Udźwiękowienie gry zachowane jest podobnie minimalistycznym stylu i z podobnej przyczyny. Kompleks badawczy to nie miejsce na pokrzykiwania wrogów, terkot karabinów, śpiew ptaków i huk eksplozji. Wytężonemu wysiłkowi intelektualnemu gracza nie towarzyszy jednak cisza – skrzynie z metalicznym zgrzytem spadają na posadzkę, drzwi rozsuwają się z sykiem hydrauliki, portale otwierają się z satysfakcjonującym dźwiękiem, którego nie sposób opisać nie uciekając się do onomatopei, wieżyczki wygłaszają uprzejme i przyjazne kwestie otwierając ogień a tajemnicza istota nadzorująca eksperyment co i rusz raczy Chell złośliwym słowem. To w zupełności wystarcza. Subtelna elektroniczna muzyka stanowiąca podkład dźwiękowy podkreśla tajemniczy klimat rozgrywki, nie zapadając przy tym w pamięć (za wyjątkiem utworu wykorzystanego podczas „napisów końcowych” gry) ale i nie dekoncentrując.
>
Jedyną wadą Portalu jest jego długość. Wystarczy kilka godzin by rozwikłać wszystkie postawione przed Chell problemy – zdecydowanie zbyt mało. Na szczęście po zakończeniu gry właściwiej odblokowane zostają dwa dodatkowe tryby rozgrywki, pozwalające ponownie rozegrać sześć z najtrudniejszych etapów na odrobinę innych warunkach.

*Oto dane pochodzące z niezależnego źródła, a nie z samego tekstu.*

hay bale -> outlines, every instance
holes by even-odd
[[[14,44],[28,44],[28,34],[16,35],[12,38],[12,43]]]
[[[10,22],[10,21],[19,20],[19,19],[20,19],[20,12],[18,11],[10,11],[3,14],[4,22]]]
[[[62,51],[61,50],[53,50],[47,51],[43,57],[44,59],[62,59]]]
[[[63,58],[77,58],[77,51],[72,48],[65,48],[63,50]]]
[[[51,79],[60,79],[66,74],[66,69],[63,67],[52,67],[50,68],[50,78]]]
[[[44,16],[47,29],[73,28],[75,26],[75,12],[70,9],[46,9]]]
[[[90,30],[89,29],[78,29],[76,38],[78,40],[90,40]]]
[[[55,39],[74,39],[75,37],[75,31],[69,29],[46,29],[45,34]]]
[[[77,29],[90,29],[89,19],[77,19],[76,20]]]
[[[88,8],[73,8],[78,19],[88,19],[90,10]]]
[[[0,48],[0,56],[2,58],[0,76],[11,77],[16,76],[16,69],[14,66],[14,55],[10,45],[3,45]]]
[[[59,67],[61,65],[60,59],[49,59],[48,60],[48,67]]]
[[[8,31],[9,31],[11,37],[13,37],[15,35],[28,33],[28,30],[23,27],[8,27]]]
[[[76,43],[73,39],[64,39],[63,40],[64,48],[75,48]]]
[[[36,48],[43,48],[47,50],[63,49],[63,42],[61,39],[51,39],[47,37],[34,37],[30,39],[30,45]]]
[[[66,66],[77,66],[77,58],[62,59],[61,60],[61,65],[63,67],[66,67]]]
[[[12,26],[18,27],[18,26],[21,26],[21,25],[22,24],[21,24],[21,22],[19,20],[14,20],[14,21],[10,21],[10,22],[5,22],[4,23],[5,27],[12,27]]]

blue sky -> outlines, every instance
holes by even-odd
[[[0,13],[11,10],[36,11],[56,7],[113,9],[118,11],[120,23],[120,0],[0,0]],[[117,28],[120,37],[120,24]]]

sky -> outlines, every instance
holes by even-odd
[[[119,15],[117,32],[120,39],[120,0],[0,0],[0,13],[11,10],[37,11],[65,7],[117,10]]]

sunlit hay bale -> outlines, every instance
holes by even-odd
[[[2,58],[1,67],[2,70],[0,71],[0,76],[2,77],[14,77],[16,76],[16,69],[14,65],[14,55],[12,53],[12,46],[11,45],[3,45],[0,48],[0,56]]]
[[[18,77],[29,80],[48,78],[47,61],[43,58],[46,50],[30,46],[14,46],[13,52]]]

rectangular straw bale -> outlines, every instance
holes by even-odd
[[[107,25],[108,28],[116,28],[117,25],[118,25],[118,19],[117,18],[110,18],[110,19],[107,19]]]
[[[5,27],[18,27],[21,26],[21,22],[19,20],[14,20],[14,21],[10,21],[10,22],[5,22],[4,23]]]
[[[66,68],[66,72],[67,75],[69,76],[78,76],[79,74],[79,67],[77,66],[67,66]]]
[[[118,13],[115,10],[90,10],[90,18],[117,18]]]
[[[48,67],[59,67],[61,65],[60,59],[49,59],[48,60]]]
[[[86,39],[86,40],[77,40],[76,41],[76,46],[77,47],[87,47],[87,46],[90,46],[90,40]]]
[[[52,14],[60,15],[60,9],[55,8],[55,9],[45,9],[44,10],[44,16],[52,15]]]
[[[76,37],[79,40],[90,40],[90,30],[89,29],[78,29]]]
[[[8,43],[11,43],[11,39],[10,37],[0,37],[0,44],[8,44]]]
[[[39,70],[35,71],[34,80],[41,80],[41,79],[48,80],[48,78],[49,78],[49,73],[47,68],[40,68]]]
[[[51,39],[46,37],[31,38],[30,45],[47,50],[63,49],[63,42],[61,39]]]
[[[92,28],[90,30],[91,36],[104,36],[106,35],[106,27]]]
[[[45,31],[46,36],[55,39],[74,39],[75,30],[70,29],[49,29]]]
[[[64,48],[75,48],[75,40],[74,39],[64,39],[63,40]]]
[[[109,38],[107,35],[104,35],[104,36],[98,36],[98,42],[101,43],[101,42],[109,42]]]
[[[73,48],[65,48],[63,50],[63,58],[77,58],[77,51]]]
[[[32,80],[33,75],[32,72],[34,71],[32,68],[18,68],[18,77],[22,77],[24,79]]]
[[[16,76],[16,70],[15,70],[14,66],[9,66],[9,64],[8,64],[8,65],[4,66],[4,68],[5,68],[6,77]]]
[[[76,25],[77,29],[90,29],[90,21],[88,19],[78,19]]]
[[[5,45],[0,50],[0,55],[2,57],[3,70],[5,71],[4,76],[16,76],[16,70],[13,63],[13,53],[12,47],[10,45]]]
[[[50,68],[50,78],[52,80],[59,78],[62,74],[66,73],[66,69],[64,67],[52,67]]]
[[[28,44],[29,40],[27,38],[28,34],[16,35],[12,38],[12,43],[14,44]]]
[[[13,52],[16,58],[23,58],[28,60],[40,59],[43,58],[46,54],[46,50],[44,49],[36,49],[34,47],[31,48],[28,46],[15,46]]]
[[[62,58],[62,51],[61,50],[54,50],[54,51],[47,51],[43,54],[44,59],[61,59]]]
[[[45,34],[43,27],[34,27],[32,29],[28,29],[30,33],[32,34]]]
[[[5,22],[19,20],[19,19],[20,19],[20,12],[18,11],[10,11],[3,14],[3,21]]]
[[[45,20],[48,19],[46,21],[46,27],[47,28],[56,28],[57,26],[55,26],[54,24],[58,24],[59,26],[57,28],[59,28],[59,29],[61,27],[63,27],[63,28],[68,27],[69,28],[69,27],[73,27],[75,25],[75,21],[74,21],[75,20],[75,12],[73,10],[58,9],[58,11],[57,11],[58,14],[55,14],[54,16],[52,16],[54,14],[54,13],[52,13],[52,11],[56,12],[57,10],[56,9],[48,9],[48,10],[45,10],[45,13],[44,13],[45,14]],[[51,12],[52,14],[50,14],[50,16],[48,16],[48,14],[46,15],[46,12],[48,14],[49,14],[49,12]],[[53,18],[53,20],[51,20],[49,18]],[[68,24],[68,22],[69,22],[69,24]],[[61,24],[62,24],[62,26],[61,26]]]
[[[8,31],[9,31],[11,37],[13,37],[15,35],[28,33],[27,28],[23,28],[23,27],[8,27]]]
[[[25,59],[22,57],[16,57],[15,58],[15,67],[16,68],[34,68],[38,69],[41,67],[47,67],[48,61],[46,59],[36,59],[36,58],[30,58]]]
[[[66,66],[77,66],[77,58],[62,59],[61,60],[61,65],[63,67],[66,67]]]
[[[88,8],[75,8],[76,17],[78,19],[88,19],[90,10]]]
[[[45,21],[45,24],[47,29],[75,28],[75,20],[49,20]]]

Pierwszy tryb stawia przed graczem wyzwanie ukończenia danego poziomu w konkretnym przedziale czasu, przy wykorzystaniu ograniczonej liczby portali lub wykonując minimalną ilość kroków. Zmusza to gracza do wynajdywania nowych, mniej oczywistych rozwiązań poprzednio rozwiązanych łamigłówek dostarczając mu przy tym sporo rozrywki.

Drugi tryb nie stawia podobnych wymagań, zamiast tego oferowane przez niego poziomy są tak zmodyfikowane by drastycznie zwiększyć poziom ich trudności. Pokonanie etapów w tym trybie jest karkołomnym wyczynem, gdyż wymaga nie tylko intensywnego myślenia ale i idealnie precyzyjnego wykonania szeregu czynności w ściśle określonym czasie – co może okazać się bardzo frustrujące.

Przedłużyć przyjemność z zabawy z Portalem można także sięgając po poziomy stworzone przez fanów gry. W obecnej chwili po Internecie krążą ich dziesiątki, a część z nich stoi na naprawdę wysokim poziomie. Niektóre korzystają nawet z rozwiązań, o których nie pomyśleli w Valve, przykładem tutaj może być świetna i wymagająca mapa autorstwa Daryla Brignera, projektanta poziomów pracującego dla Betesda (twórcy cyklu Elder Scrolls).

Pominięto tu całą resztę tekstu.